I survived, have been cancer-free for more than six years, and am living life to the fullest.
You can, too.
What follows is how it was in 2017
Eight, Eight, and Eight
Eight hours in surgery, eight days in the hospital, and eight weeks for recovery (mostly).
I’m half-way through the latter today.
Opened up with a knife front and back–“foot long” incisions front and side–and in the final phase of tri-modal therapy that included chemotherapy and radiation before surgery, I can tell you the esophagectomy is a really big deal.
But I’m doing quite well, thank you. No infections, recovery on track, and a great report from Pathology.
Eating is well down the road toward its new normal. A good chunk of my old stomach was removed and the pathology report issued while I was still under the knife says the “margin” they took to get all the cancer appears to have been sufficient. But the patched together result is considerably smaller, maybe 25% the capacity of the original, and a toasted everything bagel with cream cheese from Einstein Bros. more than fills the pouch. So I eat to that point, take a half hour break flushing with plenty of liquid as the pouch slowly drains down from the small end, and then finish the bagel.
The surgery cut and shoved some ribs. That means “a deep breath” is out of the question. Can’t be done. A good daily walk helps push this envelope. In the hospital, once around the ward was a challenge but, with the great spring weather in our Phoenix neighborhood, I’m getting close to an hour. Velocity-wise, I’m at “old man’s stroll,” well up from “hit by a Mac truck shamble.”
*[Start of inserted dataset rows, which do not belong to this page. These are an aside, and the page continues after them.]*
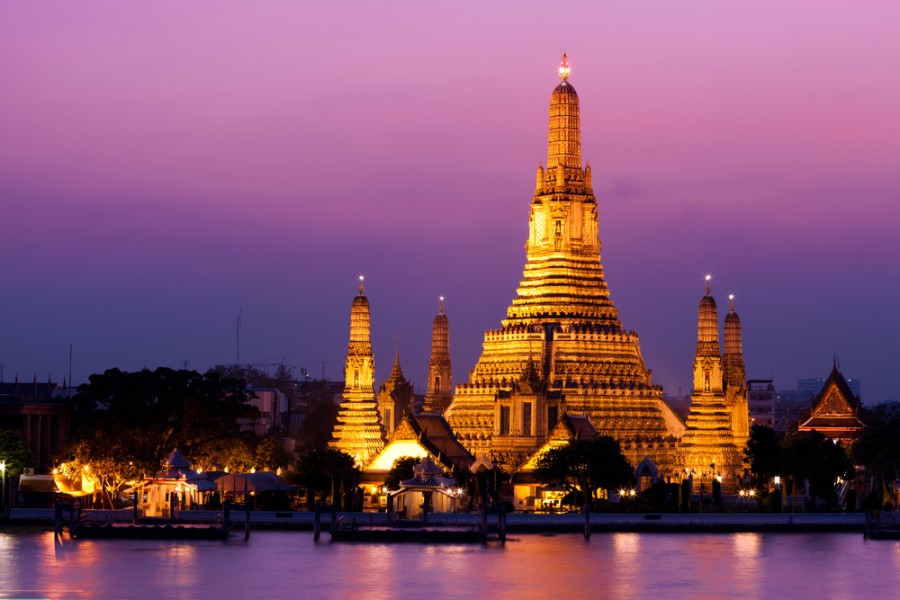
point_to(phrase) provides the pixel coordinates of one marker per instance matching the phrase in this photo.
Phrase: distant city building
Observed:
(39, 414)
(273, 411)
(762, 397)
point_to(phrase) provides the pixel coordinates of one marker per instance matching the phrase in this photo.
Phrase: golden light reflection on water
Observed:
(289, 564)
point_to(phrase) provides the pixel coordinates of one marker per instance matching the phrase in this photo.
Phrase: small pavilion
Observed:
(427, 491)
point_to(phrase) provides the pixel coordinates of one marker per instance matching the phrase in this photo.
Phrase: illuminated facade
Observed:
(561, 348)
(358, 430)
(708, 447)
(439, 394)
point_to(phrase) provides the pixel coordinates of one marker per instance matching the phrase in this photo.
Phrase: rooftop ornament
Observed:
(564, 69)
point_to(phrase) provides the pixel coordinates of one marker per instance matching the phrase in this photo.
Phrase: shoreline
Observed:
(516, 522)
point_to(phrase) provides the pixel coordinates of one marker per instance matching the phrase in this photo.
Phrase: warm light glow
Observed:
(564, 69)
(385, 460)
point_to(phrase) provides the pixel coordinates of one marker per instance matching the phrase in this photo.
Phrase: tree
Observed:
(763, 453)
(319, 416)
(585, 466)
(124, 424)
(878, 448)
(809, 455)
(14, 451)
(328, 474)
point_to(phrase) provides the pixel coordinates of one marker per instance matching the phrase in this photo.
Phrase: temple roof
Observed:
(834, 409)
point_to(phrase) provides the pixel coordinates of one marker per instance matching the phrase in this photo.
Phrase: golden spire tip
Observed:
(564, 69)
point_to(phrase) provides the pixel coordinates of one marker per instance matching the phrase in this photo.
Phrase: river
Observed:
(274, 564)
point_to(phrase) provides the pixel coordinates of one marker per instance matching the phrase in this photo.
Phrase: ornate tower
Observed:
(735, 376)
(395, 397)
(561, 347)
(358, 429)
(708, 447)
(438, 397)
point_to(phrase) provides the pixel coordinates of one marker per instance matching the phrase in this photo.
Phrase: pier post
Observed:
(317, 522)
(57, 517)
(226, 516)
(587, 518)
(246, 512)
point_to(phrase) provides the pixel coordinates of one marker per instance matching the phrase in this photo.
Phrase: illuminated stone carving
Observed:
(439, 394)
(395, 397)
(561, 348)
(708, 447)
(358, 429)
(735, 377)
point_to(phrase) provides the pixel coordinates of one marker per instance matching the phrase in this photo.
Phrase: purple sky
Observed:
(164, 165)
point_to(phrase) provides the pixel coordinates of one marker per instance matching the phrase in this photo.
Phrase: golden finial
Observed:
(564, 69)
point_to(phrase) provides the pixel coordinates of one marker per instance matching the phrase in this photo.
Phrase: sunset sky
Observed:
(165, 165)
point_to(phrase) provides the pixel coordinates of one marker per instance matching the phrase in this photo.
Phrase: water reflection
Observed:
(289, 564)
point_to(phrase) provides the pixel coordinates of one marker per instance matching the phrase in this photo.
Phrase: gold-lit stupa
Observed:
(358, 430)
(561, 348)
(439, 393)
(708, 447)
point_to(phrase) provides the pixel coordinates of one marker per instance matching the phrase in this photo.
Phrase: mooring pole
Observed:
(587, 522)
(246, 511)
(317, 522)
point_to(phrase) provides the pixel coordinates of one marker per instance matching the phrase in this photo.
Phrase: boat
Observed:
(882, 526)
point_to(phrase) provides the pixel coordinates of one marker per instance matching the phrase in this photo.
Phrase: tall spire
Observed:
(358, 430)
(564, 140)
(438, 395)
(395, 397)
(562, 325)
(735, 375)
(708, 323)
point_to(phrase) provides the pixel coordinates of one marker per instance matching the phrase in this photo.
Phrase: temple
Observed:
(439, 394)
(834, 411)
(358, 431)
(708, 448)
(561, 348)
(395, 397)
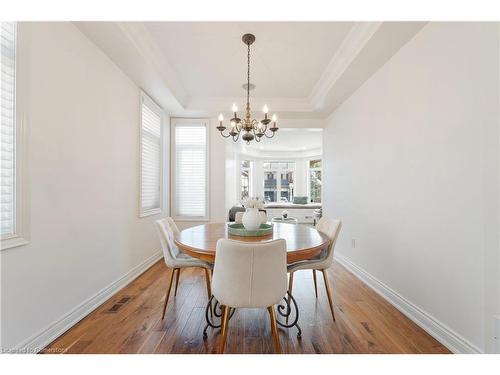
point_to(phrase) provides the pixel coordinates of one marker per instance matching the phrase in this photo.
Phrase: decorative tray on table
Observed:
(239, 230)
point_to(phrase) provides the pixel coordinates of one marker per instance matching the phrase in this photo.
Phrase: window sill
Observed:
(155, 211)
(183, 218)
(9, 243)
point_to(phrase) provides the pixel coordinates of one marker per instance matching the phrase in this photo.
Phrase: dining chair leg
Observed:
(290, 286)
(177, 281)
(328, 293)
(274, 329)
(168, 293)
(224, 321)
(209, 289)
(315, 283)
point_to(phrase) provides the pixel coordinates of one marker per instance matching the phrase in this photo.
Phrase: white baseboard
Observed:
(438, 330)
(40, 340)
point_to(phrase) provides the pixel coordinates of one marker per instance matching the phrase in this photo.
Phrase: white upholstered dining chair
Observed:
(331, 228)
(238, 217)
(251, 275)
(175, 259)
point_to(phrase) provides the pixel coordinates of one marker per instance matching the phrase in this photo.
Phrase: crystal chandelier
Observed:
(249, 128)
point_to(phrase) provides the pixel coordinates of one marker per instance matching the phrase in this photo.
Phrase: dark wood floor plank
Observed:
(130, 321)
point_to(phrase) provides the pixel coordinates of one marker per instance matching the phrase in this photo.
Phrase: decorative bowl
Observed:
(239, 230)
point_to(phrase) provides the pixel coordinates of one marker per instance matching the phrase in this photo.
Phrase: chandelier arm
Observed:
(222, 133)
(267, 136)
(257, 139)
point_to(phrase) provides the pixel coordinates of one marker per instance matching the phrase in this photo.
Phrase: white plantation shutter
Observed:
(8, 127)
(151, 153)
(190, 178)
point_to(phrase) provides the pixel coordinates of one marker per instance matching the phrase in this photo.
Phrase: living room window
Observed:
(151, 157)
(315, 179)
(279, 181)
(14, 219)
(246, 176)
(190, 169)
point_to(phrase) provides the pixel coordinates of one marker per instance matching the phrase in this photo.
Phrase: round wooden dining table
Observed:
(303, 242)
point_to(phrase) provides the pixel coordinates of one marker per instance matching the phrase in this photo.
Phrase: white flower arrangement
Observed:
(253, 203)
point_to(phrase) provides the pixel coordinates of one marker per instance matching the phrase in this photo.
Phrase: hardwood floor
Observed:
(130, 322)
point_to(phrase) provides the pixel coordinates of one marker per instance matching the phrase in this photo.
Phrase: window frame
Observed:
(145, 98)
(309, 170)
(249, 170)
(21, 235)
(174, 121)
(278, 171)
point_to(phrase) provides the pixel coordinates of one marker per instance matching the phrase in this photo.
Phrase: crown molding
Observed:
(223, 104)
(137, 34)
(352, 45)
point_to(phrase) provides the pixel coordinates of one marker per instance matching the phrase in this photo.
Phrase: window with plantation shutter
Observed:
(151, 157)
(13, 203)
(190, 169)
(8, 131)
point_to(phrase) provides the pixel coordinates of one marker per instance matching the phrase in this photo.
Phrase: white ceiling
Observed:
(287, 58)
(302, 70)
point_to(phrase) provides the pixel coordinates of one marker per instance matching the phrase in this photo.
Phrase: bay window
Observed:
(315, 179)
(279, 181)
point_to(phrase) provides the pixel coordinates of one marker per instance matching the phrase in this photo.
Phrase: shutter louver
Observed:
(191, 171)
(8, 127)
(150, 158)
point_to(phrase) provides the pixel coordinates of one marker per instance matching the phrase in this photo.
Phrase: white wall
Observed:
(411, 167)
(83, 114)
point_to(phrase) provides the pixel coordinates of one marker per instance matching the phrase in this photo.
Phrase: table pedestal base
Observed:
(288, 311)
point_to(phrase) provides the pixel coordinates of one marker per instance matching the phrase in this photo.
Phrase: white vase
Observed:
(251, 219)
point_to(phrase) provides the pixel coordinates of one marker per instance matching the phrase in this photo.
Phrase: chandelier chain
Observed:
(248, 76)
(249, 128)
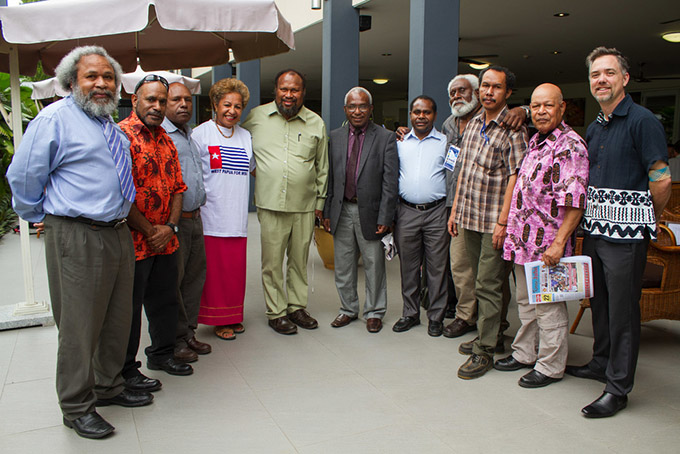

Other than eating, the other big change is sleeping: on my back with a 30 degree tilt. That’s taking some getting-used-to. This is because the top of the new stomach doesn’t close. It’s basically just an open-mouth vessel, big hole at the top to let food in, and a smaller hole at the bottom to let it dribble into the small intestine. With that arrangement, if I lay it down flat, there’s nothing to keep “stuff” from spilling back out the top of the bag. Hence, the sleep angle.
NASA please note: Zero-gee space flight is off my list, but I’m still available for excursions with artificial gravity.
The only remaining annoyance is a feeding tube. As I worked my stomach from clear liquids through cloudy, semi-liquid and into solid foods, that tube has been used at night to supplement the calorie count. But now that I’m up to eating pretty much anything-in very small doses-I’m hopeful the tube will be removed this week. My weight is down a dozen pounds from pre-surgery and tracking the surgeon’s forecast. The weight loss is expected to continue for another ten or twenty pounds more and then stabilize. Personally, I’m hoping for a sub-200 number. That’d be a 30+ pound loss but the Doc says I should be patient: “Don’t try to get there yet. Give your body time to heal first. Diet later.”
Learning my new stomach is the challenge but I’ll get there. (Ice cream goes down just fine, thank you.)